To ascertain whether smoking or alcohol consumption is associated with lupus erythematosus (LE), because this topic is still subject to debate and part of the debate could be related to the fact that smoking and alcohol consumption are specific risk factors for cutaneous LE.
Prospective multicenter case-control study.
Three French university hospitals.
One hundred eight patients with LE and 216 control subjects.
Standardized questionnaire evaluating cigarette smoking and alcohol consumption.
Main Outcome Measures
The statistical significance of smoking history and alcohol consumption as associated risk factors for LE by estimating matched case-control odds ratios and their 95% confidence intervals, using multiple conditional logistic regression and the Breslow-Day test to investigate differences in quantities of cigarette and alcohol consumption.

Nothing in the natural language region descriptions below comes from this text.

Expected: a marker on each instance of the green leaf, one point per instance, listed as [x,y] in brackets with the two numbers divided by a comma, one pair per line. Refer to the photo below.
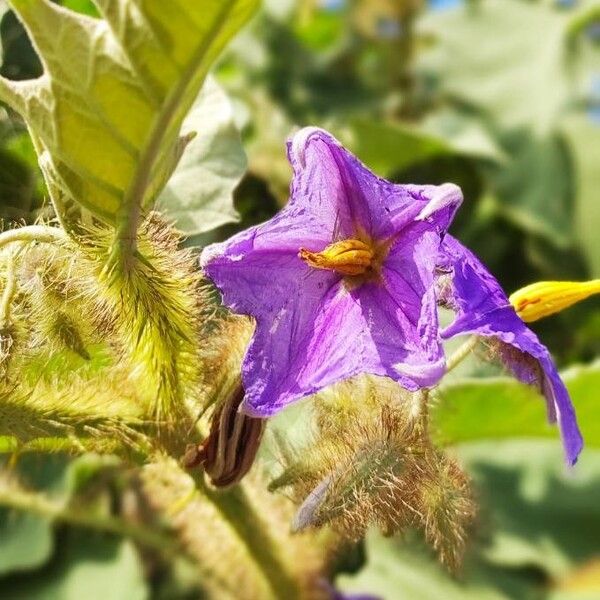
[391,147]
[26,541]
[199,194]
[91,566]
[502,408]
[583,138]
[536,512]
[399,569]
[537,531]
[106,115]
[491,55]
[534,189]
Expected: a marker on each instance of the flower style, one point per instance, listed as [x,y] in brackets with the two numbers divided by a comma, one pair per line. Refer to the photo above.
[341,281]
[482,308]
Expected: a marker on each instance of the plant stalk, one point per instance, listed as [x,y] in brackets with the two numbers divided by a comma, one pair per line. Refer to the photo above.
[237,509]
[461,353]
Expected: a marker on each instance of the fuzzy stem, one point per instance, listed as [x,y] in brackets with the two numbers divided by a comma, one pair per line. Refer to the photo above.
[10,289]
[33,233]
[31,502]
[237,509]
[461,353]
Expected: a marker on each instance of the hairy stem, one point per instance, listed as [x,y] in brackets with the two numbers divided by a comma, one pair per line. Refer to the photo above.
[461,353]
[237,509]
[33,233]
[10,289]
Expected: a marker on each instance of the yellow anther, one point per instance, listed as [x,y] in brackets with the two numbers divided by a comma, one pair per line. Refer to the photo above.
[545,298]
[348,257]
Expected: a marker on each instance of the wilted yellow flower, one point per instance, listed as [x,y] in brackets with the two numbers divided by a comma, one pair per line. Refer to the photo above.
[545,298]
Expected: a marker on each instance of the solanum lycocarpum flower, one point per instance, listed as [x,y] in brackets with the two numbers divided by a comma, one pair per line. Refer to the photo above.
[545,298]
[340,282]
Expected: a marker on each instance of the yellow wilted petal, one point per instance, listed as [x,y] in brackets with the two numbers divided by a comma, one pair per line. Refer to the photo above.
[545,298]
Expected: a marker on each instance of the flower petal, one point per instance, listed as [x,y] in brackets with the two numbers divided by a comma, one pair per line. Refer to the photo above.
[328,176]
[484,309]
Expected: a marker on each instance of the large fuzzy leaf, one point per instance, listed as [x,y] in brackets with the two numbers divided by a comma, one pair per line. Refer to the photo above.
[502,407]
[491,55]
[199,194]
[106,114]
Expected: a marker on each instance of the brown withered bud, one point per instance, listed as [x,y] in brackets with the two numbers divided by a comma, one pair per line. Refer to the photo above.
[228,452]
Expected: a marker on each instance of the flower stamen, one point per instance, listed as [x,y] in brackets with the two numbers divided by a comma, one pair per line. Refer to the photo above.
[348,257]
[545,298]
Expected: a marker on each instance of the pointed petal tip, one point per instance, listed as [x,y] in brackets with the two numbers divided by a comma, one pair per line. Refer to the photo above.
[300,139]
[208,254]
[446,195]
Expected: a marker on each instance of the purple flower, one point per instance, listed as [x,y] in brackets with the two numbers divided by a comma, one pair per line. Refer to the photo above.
[482,308]
[340,282]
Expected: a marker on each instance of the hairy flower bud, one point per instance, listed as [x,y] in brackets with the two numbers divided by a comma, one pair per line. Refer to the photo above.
[372,463]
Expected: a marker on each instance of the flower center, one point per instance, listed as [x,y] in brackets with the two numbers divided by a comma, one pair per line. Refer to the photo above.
[348,257]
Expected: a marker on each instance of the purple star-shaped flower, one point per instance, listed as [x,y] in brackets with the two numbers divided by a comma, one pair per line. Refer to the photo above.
[483,308]
[340,282]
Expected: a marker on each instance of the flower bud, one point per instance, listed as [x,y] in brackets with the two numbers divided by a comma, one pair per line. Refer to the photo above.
[545,298]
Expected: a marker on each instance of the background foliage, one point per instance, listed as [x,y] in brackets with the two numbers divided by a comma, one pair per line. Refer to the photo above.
[499,96]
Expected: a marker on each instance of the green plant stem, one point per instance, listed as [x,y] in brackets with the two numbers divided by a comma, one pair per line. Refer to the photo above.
[32,502]
[461,353]
[10,289]
[237,509]
[33,233]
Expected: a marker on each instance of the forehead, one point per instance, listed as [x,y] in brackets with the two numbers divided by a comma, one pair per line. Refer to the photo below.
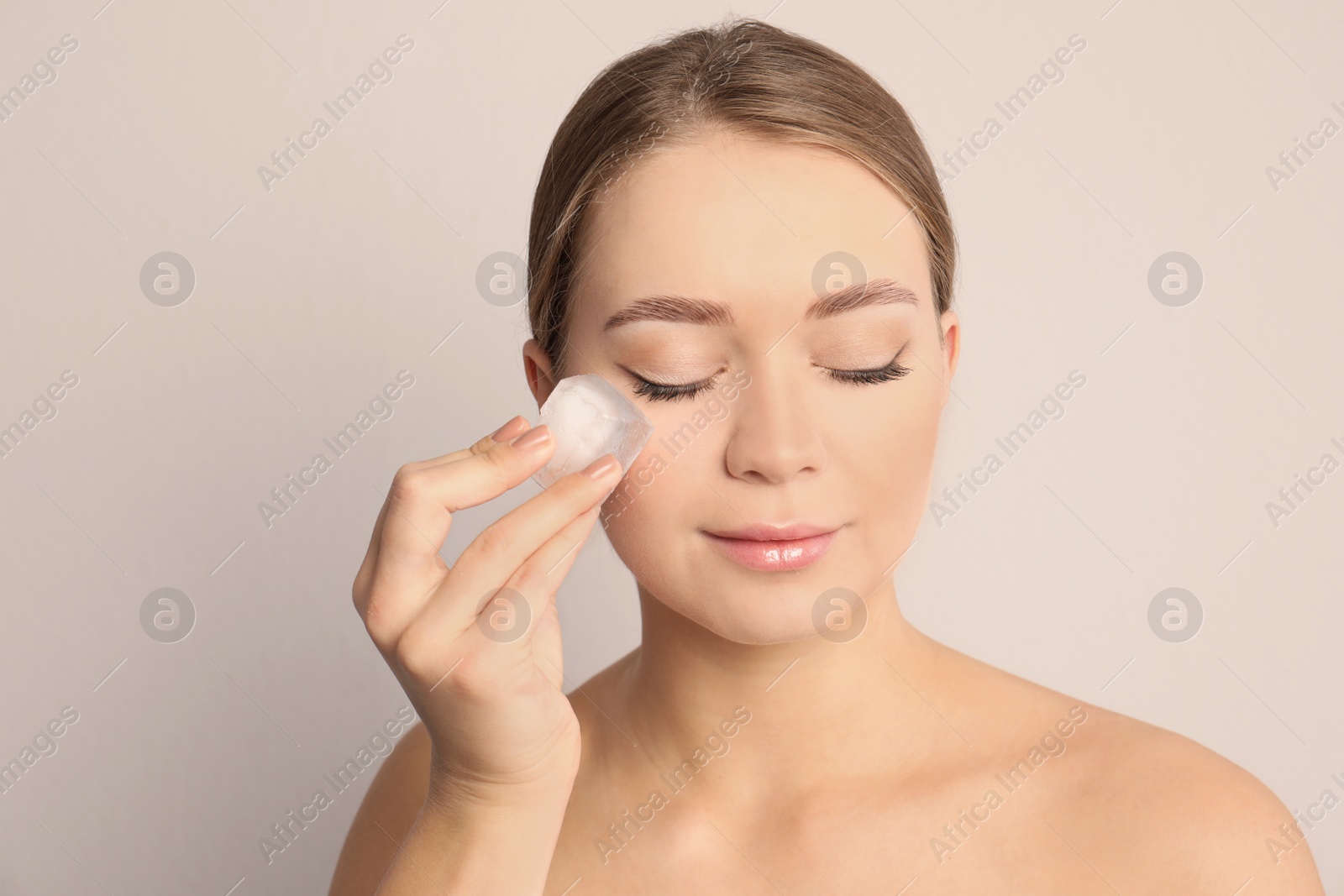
[736,217]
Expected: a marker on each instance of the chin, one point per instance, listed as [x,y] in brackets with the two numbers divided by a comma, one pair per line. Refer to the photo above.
[754,620]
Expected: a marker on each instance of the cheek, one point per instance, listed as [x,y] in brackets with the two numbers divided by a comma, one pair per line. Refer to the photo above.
[890,461]
[648,513]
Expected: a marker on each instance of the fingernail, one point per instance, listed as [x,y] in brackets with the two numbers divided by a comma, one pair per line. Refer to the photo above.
[600,468]
[533,439]
[510,430]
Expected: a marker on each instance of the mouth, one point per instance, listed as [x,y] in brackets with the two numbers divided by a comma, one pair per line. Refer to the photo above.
[769,547]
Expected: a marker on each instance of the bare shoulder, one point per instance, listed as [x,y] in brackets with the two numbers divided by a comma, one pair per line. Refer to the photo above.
[1148,809]
[386,815]
[1173,815]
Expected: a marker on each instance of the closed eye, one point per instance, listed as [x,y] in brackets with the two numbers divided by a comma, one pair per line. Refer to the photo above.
[893,369]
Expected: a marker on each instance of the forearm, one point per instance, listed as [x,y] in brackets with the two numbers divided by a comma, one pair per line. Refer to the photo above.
[467,844]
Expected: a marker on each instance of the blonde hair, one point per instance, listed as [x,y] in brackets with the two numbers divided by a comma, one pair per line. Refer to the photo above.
[743,76]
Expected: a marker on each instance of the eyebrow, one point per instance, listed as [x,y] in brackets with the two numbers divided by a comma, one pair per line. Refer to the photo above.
[685,309]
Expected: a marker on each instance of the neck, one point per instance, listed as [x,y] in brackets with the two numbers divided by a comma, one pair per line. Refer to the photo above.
[810,700]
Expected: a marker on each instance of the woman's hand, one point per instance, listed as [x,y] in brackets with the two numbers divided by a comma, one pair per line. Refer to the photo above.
[477,645]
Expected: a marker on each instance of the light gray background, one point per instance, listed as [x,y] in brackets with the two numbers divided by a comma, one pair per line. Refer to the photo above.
[360,264]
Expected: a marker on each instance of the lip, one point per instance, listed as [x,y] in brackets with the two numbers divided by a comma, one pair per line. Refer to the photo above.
[770,547]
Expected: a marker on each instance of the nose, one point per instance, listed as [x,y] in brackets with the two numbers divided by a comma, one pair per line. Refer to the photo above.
[774,434]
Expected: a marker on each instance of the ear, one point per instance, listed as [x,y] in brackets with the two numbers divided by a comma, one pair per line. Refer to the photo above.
[952,349]
[538,369]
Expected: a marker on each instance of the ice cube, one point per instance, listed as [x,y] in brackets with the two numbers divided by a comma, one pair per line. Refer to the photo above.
[591,418]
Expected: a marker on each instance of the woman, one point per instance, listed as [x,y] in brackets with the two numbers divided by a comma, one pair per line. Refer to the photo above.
[743,233]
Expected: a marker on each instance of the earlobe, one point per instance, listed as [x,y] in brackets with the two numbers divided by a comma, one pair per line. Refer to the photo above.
[538,369]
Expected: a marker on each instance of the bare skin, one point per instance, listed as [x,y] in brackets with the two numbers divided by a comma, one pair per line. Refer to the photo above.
[864,766]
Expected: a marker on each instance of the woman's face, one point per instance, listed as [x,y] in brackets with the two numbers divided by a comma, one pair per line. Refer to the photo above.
[711,258]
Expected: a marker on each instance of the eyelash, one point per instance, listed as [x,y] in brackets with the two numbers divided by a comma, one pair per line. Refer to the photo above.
[660,392]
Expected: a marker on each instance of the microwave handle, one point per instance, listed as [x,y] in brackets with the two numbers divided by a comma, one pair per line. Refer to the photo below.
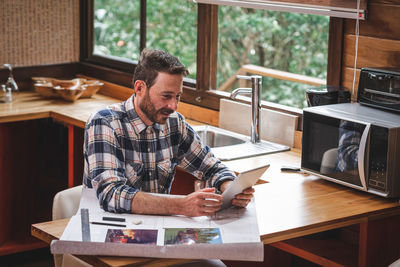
[362,154]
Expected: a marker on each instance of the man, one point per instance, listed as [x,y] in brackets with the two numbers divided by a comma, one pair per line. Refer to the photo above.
[131,149]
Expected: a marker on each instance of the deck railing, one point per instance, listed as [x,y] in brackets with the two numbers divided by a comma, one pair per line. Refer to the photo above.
[267,72]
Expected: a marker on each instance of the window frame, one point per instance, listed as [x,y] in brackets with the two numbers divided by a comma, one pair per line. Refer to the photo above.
[197,92]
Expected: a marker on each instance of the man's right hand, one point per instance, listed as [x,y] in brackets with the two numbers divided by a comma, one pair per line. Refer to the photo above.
[204,202]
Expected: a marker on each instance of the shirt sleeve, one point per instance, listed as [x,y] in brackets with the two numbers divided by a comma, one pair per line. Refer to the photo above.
[200,161]
[104,167]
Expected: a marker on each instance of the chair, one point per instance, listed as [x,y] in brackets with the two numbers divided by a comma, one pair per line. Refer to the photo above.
[65,205]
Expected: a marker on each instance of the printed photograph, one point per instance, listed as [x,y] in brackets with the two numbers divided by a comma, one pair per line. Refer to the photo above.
[188,236]
[132,236]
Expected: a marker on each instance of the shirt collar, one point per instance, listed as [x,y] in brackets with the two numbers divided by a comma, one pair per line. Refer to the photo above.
[138,124]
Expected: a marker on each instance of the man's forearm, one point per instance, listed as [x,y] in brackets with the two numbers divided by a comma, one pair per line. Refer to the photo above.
[161,204]
[200,203]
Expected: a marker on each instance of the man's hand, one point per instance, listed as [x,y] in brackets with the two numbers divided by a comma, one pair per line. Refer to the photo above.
[201,203]
[242,199]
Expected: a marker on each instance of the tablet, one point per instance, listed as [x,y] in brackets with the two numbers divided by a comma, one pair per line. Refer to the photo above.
[244,180]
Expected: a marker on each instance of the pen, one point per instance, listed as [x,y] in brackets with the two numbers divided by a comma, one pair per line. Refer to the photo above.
[114,219]
[108,224]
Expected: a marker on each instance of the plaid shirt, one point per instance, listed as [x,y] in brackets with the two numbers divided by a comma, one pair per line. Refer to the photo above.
[349,142]
[123,156]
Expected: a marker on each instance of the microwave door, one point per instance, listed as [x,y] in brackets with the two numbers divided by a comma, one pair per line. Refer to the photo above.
[335,149]
[363,155]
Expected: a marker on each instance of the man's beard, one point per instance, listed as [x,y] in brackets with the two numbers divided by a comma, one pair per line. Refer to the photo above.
[151,113]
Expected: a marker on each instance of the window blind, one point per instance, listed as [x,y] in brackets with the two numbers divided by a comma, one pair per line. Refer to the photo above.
[351,9]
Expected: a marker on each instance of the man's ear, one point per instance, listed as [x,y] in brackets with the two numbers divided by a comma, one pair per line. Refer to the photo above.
[140,87]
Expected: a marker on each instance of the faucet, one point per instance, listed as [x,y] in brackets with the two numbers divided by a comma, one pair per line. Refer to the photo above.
[254,91]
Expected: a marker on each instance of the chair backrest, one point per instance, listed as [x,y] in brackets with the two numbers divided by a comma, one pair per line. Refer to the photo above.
[66,202]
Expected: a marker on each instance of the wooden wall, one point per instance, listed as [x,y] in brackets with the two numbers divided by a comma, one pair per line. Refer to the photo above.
[379,40]
[39,32]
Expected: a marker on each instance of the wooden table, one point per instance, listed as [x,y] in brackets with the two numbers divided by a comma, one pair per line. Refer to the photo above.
[291,206]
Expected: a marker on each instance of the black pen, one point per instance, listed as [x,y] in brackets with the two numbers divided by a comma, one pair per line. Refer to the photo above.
[114,219]
[108,224]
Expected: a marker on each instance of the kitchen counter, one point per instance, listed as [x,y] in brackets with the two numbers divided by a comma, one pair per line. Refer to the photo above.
[289,205]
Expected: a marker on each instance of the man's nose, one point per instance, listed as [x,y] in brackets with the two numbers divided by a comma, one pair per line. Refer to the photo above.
[173,104]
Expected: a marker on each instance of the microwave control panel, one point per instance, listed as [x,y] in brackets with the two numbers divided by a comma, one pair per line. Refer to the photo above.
[378,155]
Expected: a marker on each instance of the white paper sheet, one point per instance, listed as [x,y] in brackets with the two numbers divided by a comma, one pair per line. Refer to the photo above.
[237,227]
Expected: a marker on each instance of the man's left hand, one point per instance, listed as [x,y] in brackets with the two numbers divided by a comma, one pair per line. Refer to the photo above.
[242,199]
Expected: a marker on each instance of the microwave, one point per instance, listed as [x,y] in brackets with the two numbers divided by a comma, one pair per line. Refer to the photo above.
[353,145]
[380,88]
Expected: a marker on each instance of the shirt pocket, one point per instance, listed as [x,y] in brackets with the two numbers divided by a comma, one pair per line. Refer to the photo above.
[165,172]
[134,173]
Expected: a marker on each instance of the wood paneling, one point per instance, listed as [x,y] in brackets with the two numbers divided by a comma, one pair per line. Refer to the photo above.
[335,47]
[378,44]
[334,3]
[347,79]
[372,52]
[382,22]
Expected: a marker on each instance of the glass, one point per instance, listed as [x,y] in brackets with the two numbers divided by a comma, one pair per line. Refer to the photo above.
[117,28]
[11,84]
[271,40]
[172,26]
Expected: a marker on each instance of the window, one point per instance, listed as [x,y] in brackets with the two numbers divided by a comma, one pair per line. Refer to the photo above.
[168,25]
[256,41]
[214,42]
[117,28]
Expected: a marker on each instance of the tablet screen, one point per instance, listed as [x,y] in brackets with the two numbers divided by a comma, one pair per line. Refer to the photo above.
[244,180]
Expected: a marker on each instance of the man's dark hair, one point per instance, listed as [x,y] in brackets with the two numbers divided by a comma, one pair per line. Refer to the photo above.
[151,62]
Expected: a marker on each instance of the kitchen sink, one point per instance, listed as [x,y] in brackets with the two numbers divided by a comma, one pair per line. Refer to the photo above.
[228,145]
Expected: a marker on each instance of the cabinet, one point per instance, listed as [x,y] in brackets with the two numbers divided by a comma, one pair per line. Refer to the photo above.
[33,168]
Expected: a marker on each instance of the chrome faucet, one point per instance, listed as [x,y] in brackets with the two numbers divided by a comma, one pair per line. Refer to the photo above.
[255,92]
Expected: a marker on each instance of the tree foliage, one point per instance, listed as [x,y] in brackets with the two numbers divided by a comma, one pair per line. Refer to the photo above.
[291,42]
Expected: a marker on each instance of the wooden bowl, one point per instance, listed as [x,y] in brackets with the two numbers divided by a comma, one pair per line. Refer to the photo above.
[68,93]
[42,79]
[46,90]
[71,84]
[91,87]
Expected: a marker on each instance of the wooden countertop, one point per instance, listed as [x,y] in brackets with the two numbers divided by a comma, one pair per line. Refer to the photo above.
[288,205]
[30,105]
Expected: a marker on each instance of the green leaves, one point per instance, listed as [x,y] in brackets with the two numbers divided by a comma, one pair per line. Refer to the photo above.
[291,42]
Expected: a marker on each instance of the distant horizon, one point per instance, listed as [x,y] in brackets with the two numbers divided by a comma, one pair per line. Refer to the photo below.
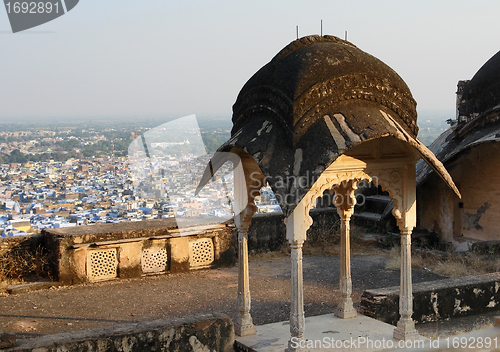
[124,59]
[432,114]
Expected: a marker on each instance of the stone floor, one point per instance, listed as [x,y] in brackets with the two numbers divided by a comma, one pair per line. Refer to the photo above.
[327,333]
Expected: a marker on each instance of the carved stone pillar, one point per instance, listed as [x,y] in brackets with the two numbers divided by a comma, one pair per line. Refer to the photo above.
[345,201]
[243,325]
[296,226]
[405,329]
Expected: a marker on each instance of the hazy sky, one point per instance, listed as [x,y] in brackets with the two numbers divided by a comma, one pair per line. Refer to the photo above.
[175,58]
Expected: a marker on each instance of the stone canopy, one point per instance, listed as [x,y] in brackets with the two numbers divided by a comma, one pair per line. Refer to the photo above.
[315,100]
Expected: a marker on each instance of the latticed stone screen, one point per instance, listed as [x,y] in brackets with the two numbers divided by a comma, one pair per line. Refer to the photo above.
[201,252]
[102,264]
[154,260]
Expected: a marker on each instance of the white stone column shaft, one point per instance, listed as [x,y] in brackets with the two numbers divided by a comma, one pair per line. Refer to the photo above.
[405,329]
[243,325]
[345,201]
[296,226]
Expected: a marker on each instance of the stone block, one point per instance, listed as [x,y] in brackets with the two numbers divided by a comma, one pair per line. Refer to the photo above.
[436,300]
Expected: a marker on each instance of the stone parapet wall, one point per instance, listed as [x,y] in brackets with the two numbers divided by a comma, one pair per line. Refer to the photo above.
[19,243]
[208,332]
[131,249]
[436,300]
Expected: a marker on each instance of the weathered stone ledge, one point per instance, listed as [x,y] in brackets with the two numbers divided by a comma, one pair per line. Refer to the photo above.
[208,332]
[436,300]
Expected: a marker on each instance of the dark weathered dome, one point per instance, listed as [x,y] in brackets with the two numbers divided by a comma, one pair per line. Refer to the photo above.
[312,74]
[482,92]
[315,100]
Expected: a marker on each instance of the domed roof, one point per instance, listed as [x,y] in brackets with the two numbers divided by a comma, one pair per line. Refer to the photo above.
[315,100]
[314,73]
[482,92]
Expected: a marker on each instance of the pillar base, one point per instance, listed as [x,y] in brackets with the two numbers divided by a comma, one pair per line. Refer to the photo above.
[406,331]
[244,330]
[345,310]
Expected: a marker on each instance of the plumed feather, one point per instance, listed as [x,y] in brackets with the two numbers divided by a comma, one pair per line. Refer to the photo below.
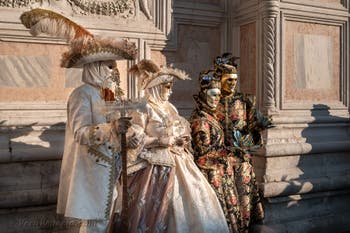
[143,66]
[54,24]
[177,73]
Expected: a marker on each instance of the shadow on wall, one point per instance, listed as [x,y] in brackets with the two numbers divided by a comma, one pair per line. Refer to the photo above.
[316,197]
[29,179]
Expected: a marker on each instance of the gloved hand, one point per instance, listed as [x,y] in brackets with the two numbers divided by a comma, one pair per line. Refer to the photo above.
[122,124]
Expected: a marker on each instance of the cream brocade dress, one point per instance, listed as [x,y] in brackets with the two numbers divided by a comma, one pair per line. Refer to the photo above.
[170,194]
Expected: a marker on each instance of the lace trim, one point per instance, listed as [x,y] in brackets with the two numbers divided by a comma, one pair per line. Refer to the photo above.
[93,150]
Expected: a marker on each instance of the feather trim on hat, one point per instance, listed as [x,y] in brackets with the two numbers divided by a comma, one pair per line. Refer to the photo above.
[98,49]
[54,24]
[166,74]
[144,70]
[152,75]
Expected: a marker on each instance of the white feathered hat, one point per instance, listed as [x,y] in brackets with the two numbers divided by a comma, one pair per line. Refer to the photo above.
[152,75]
[84,46]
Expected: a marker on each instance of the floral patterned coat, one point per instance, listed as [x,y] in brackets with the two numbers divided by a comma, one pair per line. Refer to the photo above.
[238,118]
[212,158]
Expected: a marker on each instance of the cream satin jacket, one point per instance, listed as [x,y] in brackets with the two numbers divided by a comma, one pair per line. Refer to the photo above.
[89,169]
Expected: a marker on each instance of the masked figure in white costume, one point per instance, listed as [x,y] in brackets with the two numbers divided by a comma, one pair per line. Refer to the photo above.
[90,164]
[169,193]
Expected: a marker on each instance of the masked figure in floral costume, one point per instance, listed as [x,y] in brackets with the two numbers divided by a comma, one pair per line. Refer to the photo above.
[242,125]
[169,194]
[209,150]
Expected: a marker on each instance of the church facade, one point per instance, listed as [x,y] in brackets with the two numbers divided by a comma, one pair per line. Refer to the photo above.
[293,56]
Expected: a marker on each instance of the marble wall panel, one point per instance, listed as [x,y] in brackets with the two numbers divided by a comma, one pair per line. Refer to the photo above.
[24,71]
[312,61]
[32,73]
[247,69]
[198,46]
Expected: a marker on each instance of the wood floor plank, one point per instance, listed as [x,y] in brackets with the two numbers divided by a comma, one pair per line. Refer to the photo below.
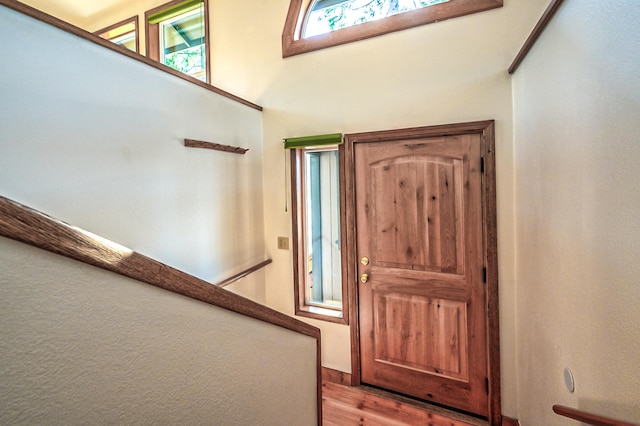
[345,405]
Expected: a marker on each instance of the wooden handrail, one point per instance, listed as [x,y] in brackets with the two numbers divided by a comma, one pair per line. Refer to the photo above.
[537,30]
[79,32]
[243,274]
[588,418]
[29,226]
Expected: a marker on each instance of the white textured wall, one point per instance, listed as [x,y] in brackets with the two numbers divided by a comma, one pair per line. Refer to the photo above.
[577,133]
[83,346]
[95,139]
[447,72]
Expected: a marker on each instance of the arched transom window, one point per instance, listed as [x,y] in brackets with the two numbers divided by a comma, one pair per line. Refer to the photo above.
[329,15]
[318,24]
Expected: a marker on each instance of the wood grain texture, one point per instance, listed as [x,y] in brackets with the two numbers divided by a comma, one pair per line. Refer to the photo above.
[589,418]
[294,44]
[192,143]
[334,376]
[31,227]
[136,25]
[507,421]
[242,274]
[79,32]
[485,129]
[23,224]
[344,405]
[535,34]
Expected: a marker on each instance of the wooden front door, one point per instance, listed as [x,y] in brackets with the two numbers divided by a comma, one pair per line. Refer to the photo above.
[420,262]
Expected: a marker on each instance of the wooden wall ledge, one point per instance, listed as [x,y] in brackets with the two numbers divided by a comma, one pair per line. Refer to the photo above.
[535,34]
[72,29]
[192,143]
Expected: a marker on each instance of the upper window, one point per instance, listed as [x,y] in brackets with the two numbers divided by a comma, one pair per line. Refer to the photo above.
[317,248]
[124,33]
[318,24]
[330,15]
[177,36]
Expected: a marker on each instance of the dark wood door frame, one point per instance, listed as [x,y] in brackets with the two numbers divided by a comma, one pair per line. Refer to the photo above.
[490,244]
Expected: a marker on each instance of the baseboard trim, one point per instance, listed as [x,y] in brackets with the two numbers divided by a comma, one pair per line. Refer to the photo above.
[335,376]
[507,421]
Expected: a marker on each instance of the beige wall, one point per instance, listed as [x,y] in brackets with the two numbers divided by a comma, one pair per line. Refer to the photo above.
[95,139]
[80,345]
[577,127]
[447,72]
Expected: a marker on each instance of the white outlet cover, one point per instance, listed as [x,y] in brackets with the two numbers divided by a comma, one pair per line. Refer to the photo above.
[568,380]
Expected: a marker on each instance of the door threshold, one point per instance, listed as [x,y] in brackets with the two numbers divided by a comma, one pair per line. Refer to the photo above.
[442,411]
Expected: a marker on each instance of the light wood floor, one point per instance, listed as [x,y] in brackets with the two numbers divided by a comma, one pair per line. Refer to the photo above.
[346,406]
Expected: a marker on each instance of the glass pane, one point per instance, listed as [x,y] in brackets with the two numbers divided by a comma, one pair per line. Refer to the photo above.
[182,43]
[331,15]
[322,229]
[124,35]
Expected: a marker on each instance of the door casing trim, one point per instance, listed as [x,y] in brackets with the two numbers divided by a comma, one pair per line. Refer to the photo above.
[486,129]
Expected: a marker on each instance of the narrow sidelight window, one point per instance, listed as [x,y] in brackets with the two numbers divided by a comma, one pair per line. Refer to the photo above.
[317,234]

Of the LE patients, 73.1% smoked compared with 49.5% of controls, (odds ratio, 2.77; 95% confidence interval, 1.63-4.76). There was no significant difference in alcohol consumption between LE patients and controls. Among the 79 LE patients who smoked, 72 (91.1%) had started smoking before the first manifestation of LE (mean delay between initiation of smoking and first signs of LE, 14.1 years). The LE patients smoked significantly more than controls did (11.7 vs 7.0 pack-years; P = .002). The prevalence of smoking among patients who met more than 4 American College of Rheumatology (ACR) criteria and/or with antinuclear DNA antibodies was lower than the prevalence in patients who met fewer than 4 ACR criteria or than the prevalence in controls (P < .001).
Cigarette smoking is associated with LE, but alcohol consumption is not. The risk conferred by cigarette smoking seems highest in patients who meet fewer than 4 ACR criteria and/or who do not have antinuclear DNA antibodies.